BGP peering goes down due to a process crash or hang
search cancel

BGP peering goes down due to a process crash or hang

book

Article ID: 378429

calendar_today

Updated On:

Products

VMware NSX

Issue/Introduction

  • VMware NSX
  • Some T0/VRF BGP peering is down unexpectedly while other BGP peering may be UP
  • NSX Manager reports a BGP down alarm
    <Date>T<Time>Z <Manager hostname> NSX 5443 MONITORING [nsx@6876 alarmId="<Alarm ID>" alarmState="OPEN" comp="nsx-manager" entId="<Ent ID>" errorCode="MP701099" eventFeatureName="routing" eventSev="HIGH" eventState="On" eventType="bgp_down" level="ERROR" nodeId="<Node UUID>" subcomp="monitoring"] In Router <Router UUID>, BGP neighbor <Neighbor ID> is down. Reason: Network or config error.
  • For BGP peers that are Up, routing changes may not be processed
  • On the admin shell of the Edge, BGP CLIs hang and do not return any output e.g.
    #get bgp neighbor summary
  • The BGP service may crash creating a core file, as observed by the syslog entry
    <Date>T<Time>Z <Hostname> NSX 591121 - [nsx@6876 comp="nsx-edge" subcomp="node-mgmt" username="root" level="WARNING"] Core file generated: /var/log/core/core.bgpd.1697551443.5514.160.6.gz
  • /var/log/vmware/top-mem.log shows the BGP process has high memory usage and is growing linearly over time

Wed Sep ## 16:30:06 UTC 202#
15054 frr       20   0 7427796 6.944g   2520 R 200.0 22.2 127860:14 15054 /usr/lib/frr/bgpd -d -A 127.0.0.1

Wed Sep ## 17:30:07 UTC 202#
15054 frr       20   0 7427796 6.965g   2524 R 200.0 22.3 127972:59 15054 /usr/lib/frr/bgpd -d -A 127.0.0.1

Wed Sep ## 18:30:07 UTC 202#
15054 frr       20   0 7427796 6.981g   2524 R 200.0 22.4 128056:36 15054 /usr/lib/frr/bgpd -d -A 127.0.0.1

Environment

VMware NSX 4.x
VMware NSX-T Data Center 3.2.x

Cause

This issue occurs when the main BGP thread gets stuck in a loop after referencing a stale pointer.
The BGP process will eventually crash out of memory and automatically be restarted. Any BGP peering that was down will come back up once the service restarts.

Resolution

This issue is resolved in VMware NSX 4.2.0, available at Broadcom downloads.

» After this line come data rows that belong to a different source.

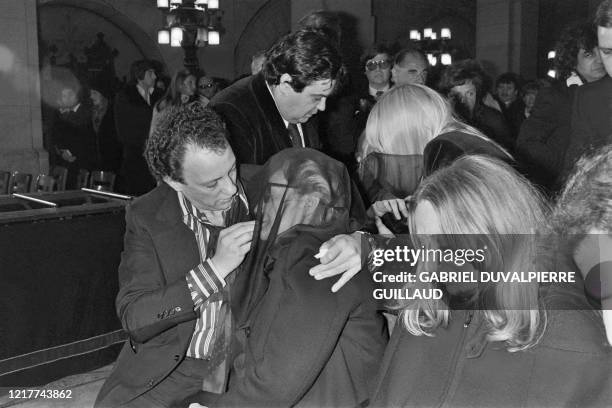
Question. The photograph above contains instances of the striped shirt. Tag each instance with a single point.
(205, 283)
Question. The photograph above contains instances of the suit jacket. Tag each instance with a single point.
(256, 128)
(132, 120)
(304, 345)
(591, 120)
(570, 366)
(154, 303)
(544, 135)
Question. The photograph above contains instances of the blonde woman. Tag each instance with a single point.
(495, 344)
(400, 126)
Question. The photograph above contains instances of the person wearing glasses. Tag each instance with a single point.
(377, 69)
(409, 67)
(207, 88)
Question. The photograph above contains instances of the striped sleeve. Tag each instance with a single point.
(204, 280)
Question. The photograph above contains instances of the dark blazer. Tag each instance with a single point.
(305, 346)
(591, 120)
(570, 366)
(154, 303)
(132, 120)
(74, 131)
(544, 135)
(256, 128)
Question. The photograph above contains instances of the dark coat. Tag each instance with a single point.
(108, 148)
(306, 346)
(591, 120)
(544, 135)
(571, 366)
(256, 128)
(73, 131)
(132, 120)
(154, 303)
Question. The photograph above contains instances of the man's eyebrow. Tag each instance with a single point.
(219, 178)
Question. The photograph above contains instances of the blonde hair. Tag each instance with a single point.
(408, 117)
(484, 196)
(404, 120)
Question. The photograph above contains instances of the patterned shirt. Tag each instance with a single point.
(204, 281)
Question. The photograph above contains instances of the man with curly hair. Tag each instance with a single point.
(275, 109)
(592, 109)
(178, 277)
(544, 136)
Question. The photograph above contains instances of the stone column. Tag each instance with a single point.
(21, 144)
(507, 35)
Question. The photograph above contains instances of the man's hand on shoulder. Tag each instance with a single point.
(339, 255)
(233, 244)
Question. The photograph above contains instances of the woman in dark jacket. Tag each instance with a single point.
(301, 344)
(108, 148)
(489, 344)
(463, 84)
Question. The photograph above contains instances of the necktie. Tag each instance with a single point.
(294, 135)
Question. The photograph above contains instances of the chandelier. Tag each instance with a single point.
(190, 24)
(437, 49)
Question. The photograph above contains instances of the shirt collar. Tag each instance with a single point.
(275, 104)
(574, 79)
(373, 91)
(188, 209)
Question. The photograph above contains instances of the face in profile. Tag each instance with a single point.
(188, 87)
(209, 178)
(207, 87)
(68, 98)
(589, 65)
(411, 70)
(507, 92)
(299, 107)
(463, 98)
(378, 70)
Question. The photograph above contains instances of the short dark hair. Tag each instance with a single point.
(576, 37)
(139, 68)
(462, 72)
(603, 16)
(509, 78)
(373, 51)
(179, 127)
(306, 55)
(399, 57)
(530, 86)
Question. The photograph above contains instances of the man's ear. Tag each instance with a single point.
(176, 185)
(285, 83)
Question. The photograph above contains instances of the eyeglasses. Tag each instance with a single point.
(381, 64)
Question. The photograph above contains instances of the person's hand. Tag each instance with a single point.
(342, 255)
(68, 156)
(397, 206)
(382, 228)
(233, 244)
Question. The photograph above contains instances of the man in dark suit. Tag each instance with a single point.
(592, 110)
(183, 245)
(274, 109)
(133, 110)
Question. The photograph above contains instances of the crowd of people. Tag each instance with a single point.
(246, 278)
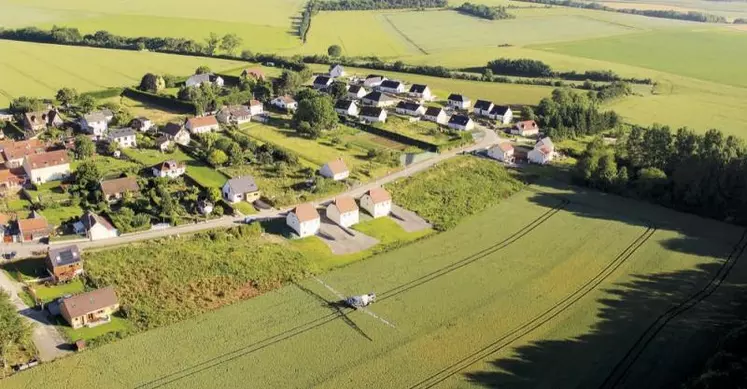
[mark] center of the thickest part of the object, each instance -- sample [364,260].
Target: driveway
[47,339]
[408,220]
[343,240]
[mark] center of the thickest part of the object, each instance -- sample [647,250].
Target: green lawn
[526,283]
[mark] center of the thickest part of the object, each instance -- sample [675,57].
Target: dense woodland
[692,16]
[485,12]
[347,5]
[695,173]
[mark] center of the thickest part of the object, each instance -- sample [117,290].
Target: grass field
[31,69]
[554,294]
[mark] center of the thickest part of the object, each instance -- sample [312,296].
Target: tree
[230,43]
[334,51]
[217,158]
[84,147]
[203,70]
[152,83]
[212,41]
[86,103]
[318,112]
[67,96]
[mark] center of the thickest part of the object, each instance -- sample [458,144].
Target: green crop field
[30,69]
[548,289]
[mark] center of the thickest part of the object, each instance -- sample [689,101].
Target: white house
[526,128]
[391,86]
[141,124]
[124,137]
[234,114]
[377,202]
[436,115]
[241,189]
[373,114]
[420,91]
[501,113]
[346,108]
[96,227]
[256,107]
[343,211]
[483,107]
[205,78]
[378,99]
[95,123]
[304,219]
[356,92]
[285,102]
[177,133]
[203,124]
[321,82]
[503,152]
[461,122]
[44,167]
[336,70]
[336,170]
[410,108]
[170,169]
[458,101]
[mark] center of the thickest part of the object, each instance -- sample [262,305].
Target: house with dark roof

If you are having difficulty finding and download software, please review the Download Broadcom products and software KB.

 

Workaround:

If an Edge is in a broken state with BGP down, the following steps will recover it in a planned manner:

  1. Under System->Fabric->Nodes select the Edge and from the Actions menu put the Edge into Maintenance Mode.
    Note maintenance mode will result in a failover of any active Gateway(s) on the Edge.
    Entering maintenance mode will stop the BGP process and clear the error condition.
  2. From the Actions menu Exit the Edge from Maintenance Mode.
    Exiting maintenance mode will start the BGP process.

It is possible the condition could reoccur at a future time.